After sharing the results with teachers and administrators, he received a wide range of reaction from outright embarrassment to accusations that the quiz was culturally biased and not relevant to the typical Florida high schooler. You heard that right. The same education professionals who had at first given the quiz an unqualified green light and even thought it too simple, after seeing the results changed their position and dismissed the exam as unfair and irrelevant.

So it seems that the state of K-12 education has been in rather dire straits for quite some time and that nothing of any real substance changed between the time of my brother’s admittedly very unscientific survey in 1997 and the much more thorough and professional assessments done nationwide in 2006. And as Wednesday’s report confirms, nothing has changed since 2006 either.

As voters we are concerned about many problems – healthcare, the economy, immigration – to name just a few.
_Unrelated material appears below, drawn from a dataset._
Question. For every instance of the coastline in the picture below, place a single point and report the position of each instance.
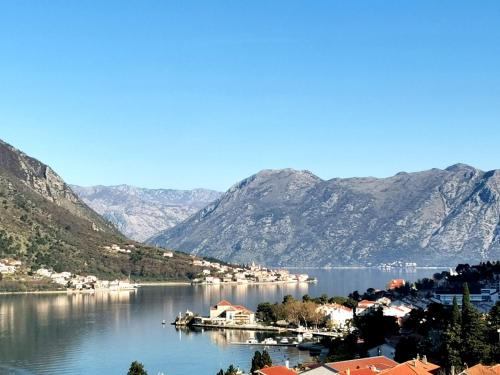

I think we’re missing the core issue. How do we solve any problems if we cannot intelligently discuss the issues? And how do we discuss anything, intelligently or otherwise, when we are going on producing now two generations of citizens who do not understand even the most basic things about the society and world we live in?

It is a problem that defies any kind of simple solution. I do not pretend to propose one here. But I will be so bold as to say that this problem has been around since well before No Child Left Behind. I don’t think it’s nearly as simple as blaming it on that nor, as so many teachers would say (and DID say when they protested this quiz), blaming it on parents who don’t care. The problem runs much deeper and may be the most serious issue our nation faces. But since this new study so conveniently coincided with the 14th anniversary of John’s column, I thought it was appropriate to devote a posting to it.

(Note:  I know a few of you are teachers.  I would love your perspective on this.)